Y cuando de nuevo el sol caminó vestido de azafrán

haciendo rodar su llameante rueda desde las profundidades,

cantamos los amores y las cóleras insomnes

y todos los exultantes afanes de los fuertes.

Pero hoy los clérigos que mienten asesinan el canto

con palabras estériles y alabanzas de débiles.

¿En qué país los impotentes hacen girar el pico

de la rapaz Tristeza, o la mano de la Ira?

A pesar de todos tus báculos, han abandonado el camino

de viajar con tempestad y persistente nieve,

desesperados para siempre: el anciano Oisin lo sabe,

pues es débil, pobre y ciego, y yace

en el yunque del mundo.

San Patricio:                     Calla: los cielos

se ahogan con truenos, rayos y viento feroz,

pues Dios ha oído, y manifiesta Su espíritu airado;

lanza tu cuerpo sobre las piedras y ora,

pues Él creó la noche, el alba y el día.

Oisin: ¿Lloras, santo? En medio del trueno oigo

los caballos fenianos; quebradas armaduras;

risa y gritos. Las huestes chocan y se baten,

y ahora se juntan los cuervos que oscurecen el día.

¡Deténte, deténte, oh lúgubre, risueño, cuerno feniano!

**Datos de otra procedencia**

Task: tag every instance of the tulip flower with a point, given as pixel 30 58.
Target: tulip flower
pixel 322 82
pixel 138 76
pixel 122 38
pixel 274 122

Tres días ayunamos. La mañana del cuarto,

hallé, goteando espuma en la escalinata,

y cubierto de lodo, y susurrando bajo su pelambre,

a aquel demonio indómito y abstruso;

y una vez nos enzarzamos en una batalla todo el día,

y al ocaso lo arrojé al oleaje,

donde yació hasta que la cuarta mañana vio emerger

su forma restañada; y durante cien años

así luchamos, festejamos, sin sueños ni temores,

languidez ni fatiga; un festín infinito,

una guerra infinita.

                                   Pasados los cien años,

estaba en la escalera cuando las olas

me trajeron una rama de haya, y mi corazón se dolió

al recordar cuando estuve con Finn de cabellos blancos

bajo un haya en Almhuin y oí el leve

alboroto de los murciélagos.

                                                    Y entonces vino la joven Niamh

con aquel caballo, y con tristeza me llamó por mi nombre;

monté y pasamos por la grisura solitaria

y a la deriva, mientras esta monotonía,

hosca y distante, se mezclaba inseparablemente

con el clamor del viento y el mar.

“Oigo cómo mi alma se sume en la decadencia,

y cómo la oscura torre de Manannan, piedra a piedra,

suma cieno marino y se desmorona en el mar,

y cómo la luna aguijonea las aguas noche y día,

para que todo se derrumbe.

Pero antes de que la luna se apodere de todo,

combato a los hombres más poderosos que existen,

y éstos han caído o huido en todas las épocas.

Ligero es el amor del hombre, y más ligera su ira;

su intención va a la deriva y perece.”

Y entonces murmuró la perdida Niamh: “Amor,

vamos a la Isla del Olvido, ¡porque mira!

Las Islas del Baile y las Victorias

carecen de poder.”

                                     “¿Y cuál de éstas

es la Isla del Contento?”

                                            “Nadie lo sabe”, dijo,

poniendo su cabeza llorosa en mi regazo.